Aird struck from the edge of the penalty area at a time when exhaustion prevented the Queen's Park players from closing him down as urgently as they had done throughout. Much of the home side's defending had been determined and courageous, with the centre-back Ricky Little performing dominantly.
He lost his defensive partner, James Brough, midway through the second-half, when the centre-back body checked David Templeton after the attacker nutmegged him. Brough was shown his second yellow card of the game, but still Queen's refused to wilt. That spirit revived them, but it was also evident in Rangers' display, since the visitors refused to accept that the victory was beyond them.
McCoist's side were ragged and careless at times, then in the closing stages they lost their organisational discipline, leaving themselves vulnerable to counter-attacks. If Lawrence Shankland had been more composed following a breakaway, he might have secured a famous victory himself, but he skewed his effort wide and instead it was Aird who took the glory of this game.
"It was a relief," admitted McCoist. "We lost our shape a couple of times late on in pursuit of a goal, which is inexcusable. It was a goal worthy of winning any game. You'd need to be a cruel man not to have any sympathy for the opposition after that. Gardner Speirs' teams give him everything, they were really well organised."

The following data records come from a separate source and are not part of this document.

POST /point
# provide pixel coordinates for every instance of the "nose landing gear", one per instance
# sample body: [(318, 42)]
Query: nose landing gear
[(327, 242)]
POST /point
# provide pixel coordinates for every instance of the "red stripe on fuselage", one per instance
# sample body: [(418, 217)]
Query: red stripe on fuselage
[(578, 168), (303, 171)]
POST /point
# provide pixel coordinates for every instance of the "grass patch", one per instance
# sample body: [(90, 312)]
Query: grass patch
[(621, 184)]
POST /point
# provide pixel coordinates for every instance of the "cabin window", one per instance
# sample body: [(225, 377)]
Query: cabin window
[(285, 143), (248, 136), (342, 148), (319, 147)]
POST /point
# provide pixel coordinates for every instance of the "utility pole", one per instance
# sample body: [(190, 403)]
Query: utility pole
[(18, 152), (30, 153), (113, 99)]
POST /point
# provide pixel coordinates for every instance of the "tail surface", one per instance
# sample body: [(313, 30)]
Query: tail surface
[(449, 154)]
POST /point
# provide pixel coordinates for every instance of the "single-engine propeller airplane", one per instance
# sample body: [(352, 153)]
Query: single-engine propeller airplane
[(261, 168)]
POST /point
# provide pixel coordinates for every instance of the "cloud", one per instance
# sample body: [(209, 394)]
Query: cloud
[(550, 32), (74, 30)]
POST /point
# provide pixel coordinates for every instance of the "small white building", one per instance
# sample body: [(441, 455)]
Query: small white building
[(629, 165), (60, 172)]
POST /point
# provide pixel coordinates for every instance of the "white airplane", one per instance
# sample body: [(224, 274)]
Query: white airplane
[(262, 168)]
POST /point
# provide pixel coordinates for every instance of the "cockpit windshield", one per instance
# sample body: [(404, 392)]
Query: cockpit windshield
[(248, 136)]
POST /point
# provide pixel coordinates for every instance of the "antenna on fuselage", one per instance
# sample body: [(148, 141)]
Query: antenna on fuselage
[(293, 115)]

The fixture was treated as a momentous occasion. Tickets bore the slogan "Passport to the oldest derby in world football", while Sir Alex Ferguson granted a rare interview to Sky Sports ahead of the game. The Manchester United manager represented both sides during his playing career, and the sense of history around the fixture was meant to be celebrated.
It might have been chastening for Rangers, though, since their last visit to Hampden was in March 2011, when they defeated Celtic in the League Cup final. That was an elite side, with the likes of David Weir, Steven Davis and Nikica Jelavic contributing to the victory, the latter scoring the decisive goal in extra-time.
"I probably celebrated the Aird goal as much as I did that one, because it was a really hard fought three points," McCoist said. "It shows you how far we've got to get back to. The boys representing the team now can play better, but they kept going."
Spiders' manager Speirs said: "We defended by the skin of our teeth when we had to. Neil Parry made a number of excellent saves and with a bit more composure we might have scored. There was inconsistency in the decisions, but that's not why we lost."
In the end, Rangers won it with a piece of individual accomplishment. The goal prompted a brief burst of The Billy Boys, but otherwise the 28,000-strong away support was another expression of the faith and loyalty that carried Rangers through a difficult year.